Sample configuration for logging SSL keys to a file:

ssl_key_log /tmp/sslkey.log;
proxy_key_log /tmp/sslkey.log;

Improvements to SSL Client certificate verification

With the NGINX Plus R33 release, the "ssl_client_certificate" directive is no longer required for client SSL certificates verification when using ssl_verify_client directive. This change relaxes the prior requirement to have at least one trusted CA certificate in the ssl_client_certificate directive.
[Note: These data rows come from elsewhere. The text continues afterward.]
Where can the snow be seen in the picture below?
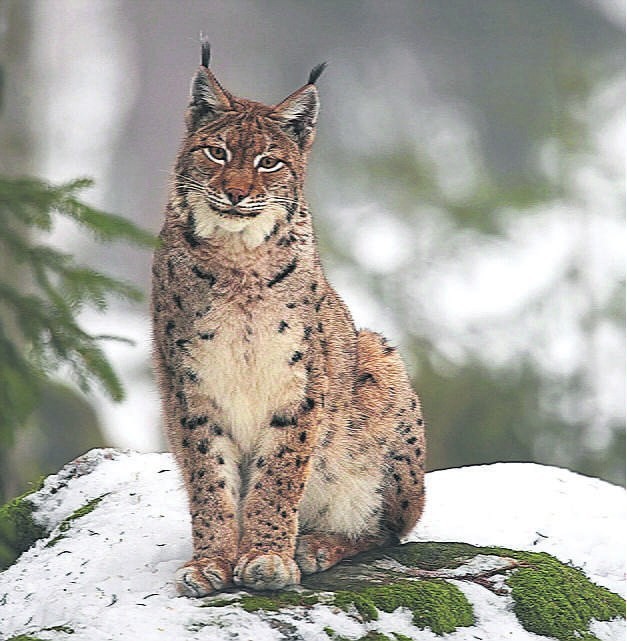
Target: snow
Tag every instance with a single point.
(111, 577)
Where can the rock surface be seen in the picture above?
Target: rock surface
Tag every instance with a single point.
(112, 527)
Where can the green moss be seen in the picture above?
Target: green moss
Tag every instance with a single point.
(434, 604)
(550, 598)
(65, 525)
(556, 600)
(18, 528)
(60, 628)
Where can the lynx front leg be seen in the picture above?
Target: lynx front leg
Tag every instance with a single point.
(209, 460)
(270, 511)
(318, 551)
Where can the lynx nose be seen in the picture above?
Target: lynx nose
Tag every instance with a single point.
(235, 194)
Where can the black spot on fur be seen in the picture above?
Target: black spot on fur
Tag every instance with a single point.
(282, 421)
(191, 238)
(192, 422)
(284, 273)
(201, 273)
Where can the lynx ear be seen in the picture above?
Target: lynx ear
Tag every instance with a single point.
(208, 98)
(298, 113)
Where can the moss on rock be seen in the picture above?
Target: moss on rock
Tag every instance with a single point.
(435, 604)
(65, 525)
(550, 598)
(18, 528)
(555, 600)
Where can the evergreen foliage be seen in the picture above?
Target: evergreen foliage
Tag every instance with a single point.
(39, 332)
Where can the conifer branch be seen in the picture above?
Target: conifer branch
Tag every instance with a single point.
(38, 328)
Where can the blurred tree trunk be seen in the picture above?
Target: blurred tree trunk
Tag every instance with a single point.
(64, 424)
(16, 142)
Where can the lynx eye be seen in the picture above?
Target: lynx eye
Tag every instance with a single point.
(217, 154)
(268, 163)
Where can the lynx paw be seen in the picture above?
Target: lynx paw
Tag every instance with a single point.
(203, 576)
(270, 571)
(314, 555)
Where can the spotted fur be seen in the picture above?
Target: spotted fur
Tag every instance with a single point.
(300, 440)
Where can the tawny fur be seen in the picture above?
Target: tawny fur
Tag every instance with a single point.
(300, 440)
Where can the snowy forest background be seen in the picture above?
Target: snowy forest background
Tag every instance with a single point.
(467, 185)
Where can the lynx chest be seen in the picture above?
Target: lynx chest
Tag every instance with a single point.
(249, 361)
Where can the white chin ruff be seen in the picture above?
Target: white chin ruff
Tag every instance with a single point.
(252, 231)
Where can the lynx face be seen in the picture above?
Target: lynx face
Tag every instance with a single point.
(242, 164)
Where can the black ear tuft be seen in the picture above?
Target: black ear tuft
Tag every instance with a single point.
(205, 50)
(315, 73)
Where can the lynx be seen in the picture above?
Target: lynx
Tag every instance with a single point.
(299, 438)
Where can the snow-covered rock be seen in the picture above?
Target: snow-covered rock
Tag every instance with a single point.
(116, 529)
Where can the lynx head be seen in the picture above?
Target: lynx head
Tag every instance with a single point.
(242, 164)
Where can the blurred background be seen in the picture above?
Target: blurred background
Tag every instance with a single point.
(467, 186)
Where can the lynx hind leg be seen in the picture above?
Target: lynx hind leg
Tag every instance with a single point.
(317, 551)
(385, 391)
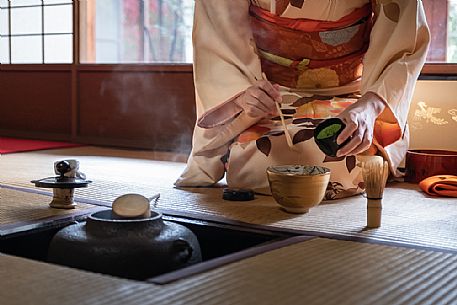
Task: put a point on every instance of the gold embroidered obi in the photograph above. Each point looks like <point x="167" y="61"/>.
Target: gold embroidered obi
<point x="305" y="53"/>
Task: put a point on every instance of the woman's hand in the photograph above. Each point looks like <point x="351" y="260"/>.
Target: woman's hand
<point x="359" y="118"/>
<point x="259" y="100"/>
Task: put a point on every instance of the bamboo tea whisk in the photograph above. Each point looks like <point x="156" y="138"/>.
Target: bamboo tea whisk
<point x="375" y="172"/>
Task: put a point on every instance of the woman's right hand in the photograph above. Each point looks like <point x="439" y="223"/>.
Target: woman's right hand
<point x="258" y="101"/>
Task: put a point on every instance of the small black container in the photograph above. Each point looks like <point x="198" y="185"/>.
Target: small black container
<point x="326" y="133"/>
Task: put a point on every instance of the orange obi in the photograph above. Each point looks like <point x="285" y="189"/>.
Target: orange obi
<point x="306" y="53"/>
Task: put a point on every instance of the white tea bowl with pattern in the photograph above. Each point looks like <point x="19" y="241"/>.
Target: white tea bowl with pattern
<point x="297" y="188"/>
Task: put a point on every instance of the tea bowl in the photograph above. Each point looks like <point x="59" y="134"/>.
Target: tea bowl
<point x="297" y="188"/>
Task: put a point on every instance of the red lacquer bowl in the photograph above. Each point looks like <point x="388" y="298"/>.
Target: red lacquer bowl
<point x="421" y="164"/>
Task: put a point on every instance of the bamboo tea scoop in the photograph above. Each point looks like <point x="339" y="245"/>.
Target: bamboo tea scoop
<point x="133" y="206"/>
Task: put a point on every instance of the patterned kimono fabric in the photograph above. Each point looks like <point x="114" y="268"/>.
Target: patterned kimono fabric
<point x="301" y="54"/>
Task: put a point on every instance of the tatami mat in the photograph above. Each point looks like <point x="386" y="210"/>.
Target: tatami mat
<point x="409" y="216"/>
<point x="20" y="210"/>
<point x="319" y="271"/>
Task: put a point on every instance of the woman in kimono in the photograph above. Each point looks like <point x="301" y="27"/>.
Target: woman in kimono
<point x="353" y="59"/>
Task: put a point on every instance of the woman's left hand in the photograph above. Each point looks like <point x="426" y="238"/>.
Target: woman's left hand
<point x="359" y="118"/>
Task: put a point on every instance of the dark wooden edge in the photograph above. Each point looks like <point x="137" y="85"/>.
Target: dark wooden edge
<point x="99" y="67"/>
<point x="438" y="69"/>
<point x="225" y="260"/>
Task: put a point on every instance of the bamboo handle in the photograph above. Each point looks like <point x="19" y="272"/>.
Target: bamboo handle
<point x="283" y="122"/>
<point x="374" y="213"/>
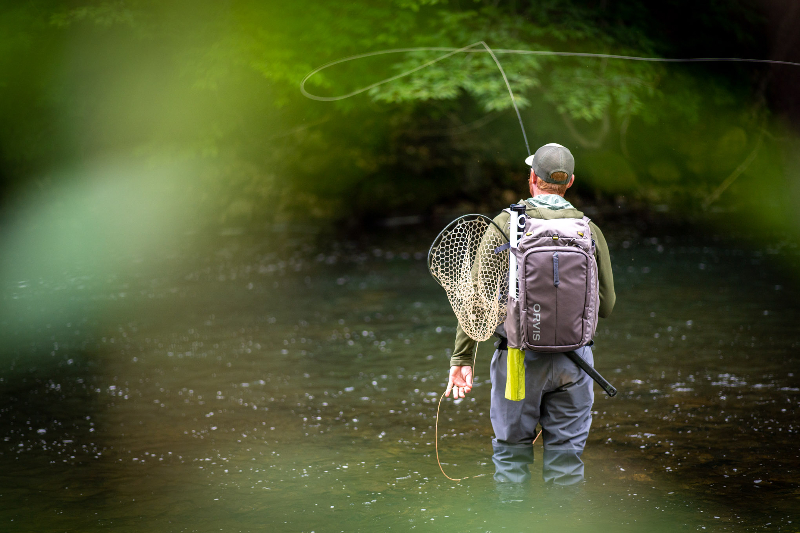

All trusted CA certificates can be specified using the ssl_trusted_certificate directive as well, if required.

Bug Fixes:

SSL Certificate Caching: Fixed loading of trusted CA bundles containing entries with duplicate Distinguished Name (DN).

Changes Inherited from NGINX Open Source

NGINX Plus R33 is based on NGINX Open Source 1.27.2 and inherits functional changes, features, and bug fixes made since NGINX Plus R32 was released (in NGINX open source 1.27.0, 1.27.1 and 1.27.2).

Features:

SSL certificates, secret keys, and CRLs are now cached on start or during reconfiguration.
Added support for client certificate validation with OCSP in the stream module.
Added support for OCSP stapling in the stream module.
Added support for proxy_pass_trailers directive in the ngx_http_proxy_module.
The ssl_client_certificate directive now supports certificates with auxiliary information.
Variables support in the "proxy_limit_rate", "fastcgi_limit_rate", "scgi_limit_rate", and "uwsgi_limit_rate" directives.

Changes:

The ssl_client_certificate directive is no more required for client SSL certificates verification.
The stream module handler is no longer mandatory.

Bug Fixes:

New HTTP/2 connections might ignore graceful shutdown of old worker processes.
Reduced memory consumption for long-lived requests when "gzip", "gunzip", "ssi", "sub_filter" or "grpc_pass" directives are used.

Security:

CVE-2024-7347 - Processing of a specially crafted mp4 file by the ngx_http_mp4_module might cause a worker process crash.

For the full list of new changes, features, bug fixes, and workarounds inherited from recent releases, see the NGINX changes .

Changes to the NGINX JavaScript Module

NGINX Plus R33 incorporates changes from the NGINX JavaScript (njs) module version 0.8.7. The following is a list of notable changes in njs since 0.8.4 (which was the version shipped with NGINX Plus R32).

Features

Introduced initial support for QuickJS JavaScript engine.
Added optional nocache flag for js_set directive.
Exposed capture group variables in HTTP module.
Added timeout argument for add(), set(), and incr() methods of a shared dictionary.

Changes

The bytes invalid in UTF-8 encoding are converted into the replacement character in:
- r.variables.var, r.requestText, r.responseText, s.variables.var
- the data argument of the s.on() callback with upload or download event types
- the data argument of the js_body_filter directive.

Bug Fixes

Fixed handling of empty labelled statement in a function.
Fixed Function constructor handling when called without arguments.
Fixed Buffer.prototype.writeInt8() and friends.
Fixed Buffer.prototype.writeFloat() and friends.
Fixed Buffer.prototype.lastIndexOf().
Fixed Buffer.prototype.write().
Fixed maybe-uninitialized warnings in error creation.
Fixed 'ctx.codepoint' initialization in UTF-8 decoding.
Fixed 'length' initialization in Array.prototype.pop().
Fixed handling of encode arg in fs.readdir() and fs.realpath().
Fixed checking for duplicate js_set variables.
Fixed request Host header when the port is non-standard.
Fixed handling of a zero-length request body in ngx.fetch() and r.subrequest().
Fixed heap-buffer-overflow in Headers.get().
Fixed r.subrequest() error handling.
Fixed zlib.inflate().
Fixed String.prototype.replaceAll() with a zero-length argument.
Fixed retval handling after an exception in Array.prototype.toSpliced(), Array.prototype.toReversed(), Array.prototype.toSorted().
Fixed RegExp.prototype[@@replace]() with replacements containing $', $` and strings with Unicode characters.
Fixed a one-byte overread in decodeURI() and decodeURIComponent().
Fixed tracking of argument scope.
Fixed integer overflow in Date.parse().